Около 10 часов утра, когда самый верхний слой асфальта начал размягчаться от жары, я вышел из подъезда на улицу ─ в раскаленный, пыльный водоворот транспорта и пешеходов.
Лавируя между автомобилями, я с большим риском для жизни пересек Paseo de la Reforma ─ центральную улицу города, где дорожные полицейские тщетно пытались навести хотя бы относительный порядок на проезжей части. Я вышел на Площадь Республики и, миновав несколько баров, из которых в любое время суток доносилось мелодичное пение гитар, добрался до гостиницы «Карлтон».
Обитель транзитных иммигрантов из СНГ в Канаду ─ отель «Карлтон» в столице Мексики является заведением довольно скромным. Об этом говорит хотя бы количество звёзд в его короне. Их всего три.
Четырёхэтажное здание с потрескавшимся фасадом и облупившейся штукатуркой увенчано по углам длинными рекламными щитами самого известного мексиканского пива ─ «Корона».
В конце девяностых годов эта гостиница пропустила через свои скромные номера несчетное число русскоязычных граждан из разных республик бывшего СССР. Всех этих достойных людей влекли сюда низкие цены и обилие земляков, а следовательно, информации, которая, как общеизвестно, стоит дороже всего.
Местные жители быстро привыкли к присутствию очень шумных чужестранцев в скверике напротив отеля и перестали принимать их за американцев, как это было поначалу.

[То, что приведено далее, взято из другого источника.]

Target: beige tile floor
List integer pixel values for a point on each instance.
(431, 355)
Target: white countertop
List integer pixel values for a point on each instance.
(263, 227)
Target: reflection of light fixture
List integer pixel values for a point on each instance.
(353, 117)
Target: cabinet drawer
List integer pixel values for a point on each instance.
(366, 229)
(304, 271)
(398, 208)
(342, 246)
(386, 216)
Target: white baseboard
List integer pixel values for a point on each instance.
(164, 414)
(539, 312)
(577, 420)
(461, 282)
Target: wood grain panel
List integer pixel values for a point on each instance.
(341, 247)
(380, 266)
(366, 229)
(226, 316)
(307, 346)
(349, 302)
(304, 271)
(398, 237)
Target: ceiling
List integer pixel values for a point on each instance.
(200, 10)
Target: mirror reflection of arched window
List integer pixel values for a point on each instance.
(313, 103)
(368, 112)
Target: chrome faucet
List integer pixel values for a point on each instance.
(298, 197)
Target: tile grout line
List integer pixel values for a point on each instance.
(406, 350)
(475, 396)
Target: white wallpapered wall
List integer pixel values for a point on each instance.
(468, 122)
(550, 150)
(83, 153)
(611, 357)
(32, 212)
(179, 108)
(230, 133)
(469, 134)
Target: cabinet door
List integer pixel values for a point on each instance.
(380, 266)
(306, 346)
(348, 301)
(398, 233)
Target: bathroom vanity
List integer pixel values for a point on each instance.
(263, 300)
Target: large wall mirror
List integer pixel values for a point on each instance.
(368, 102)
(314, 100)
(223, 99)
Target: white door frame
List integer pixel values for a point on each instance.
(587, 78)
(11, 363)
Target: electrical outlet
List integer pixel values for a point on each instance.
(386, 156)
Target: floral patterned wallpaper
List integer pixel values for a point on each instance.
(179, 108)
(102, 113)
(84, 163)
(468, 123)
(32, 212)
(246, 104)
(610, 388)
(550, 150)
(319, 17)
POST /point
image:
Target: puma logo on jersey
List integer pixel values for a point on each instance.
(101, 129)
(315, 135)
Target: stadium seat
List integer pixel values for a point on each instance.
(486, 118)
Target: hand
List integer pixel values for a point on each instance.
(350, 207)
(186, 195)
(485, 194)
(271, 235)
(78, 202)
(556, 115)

Если какой необразованный пешеход из другого района прислушается к незнакомой речи и с усмешкой проронит сквозь густые усы: «Los gringos!» (так в Мексике называют американцев), то местный парикмахер, салон которого располагается аккурат за парком, тут же поправит его: «No, los rusos», расширив таким образом кругозор посрамлённого пешехода.
Впрочем, более, чем пешеход и парикмахер, выгадали на los rusos окрестные виноторговцы. Эта братия сразу прониклась пылкой симпатией к странным людям, шатающимся по окрестным улицам в тельняшках, спортивных рейтузах и домашних тапочках на босу ногу, с прибытием которых торговля текилой, ромом и мескалем (род местной водки) стала приносить невиданные здесь доселе барыши.
Я вошёл в подъезд и оказался в гостиничном лобби. Путь мой лежал на второй этаж в номер 23.
─ Наше вам! ─ отдуваясь от жары и превозмогая боль в спине, я опустился на стул. ─ Ну и жарища на улице!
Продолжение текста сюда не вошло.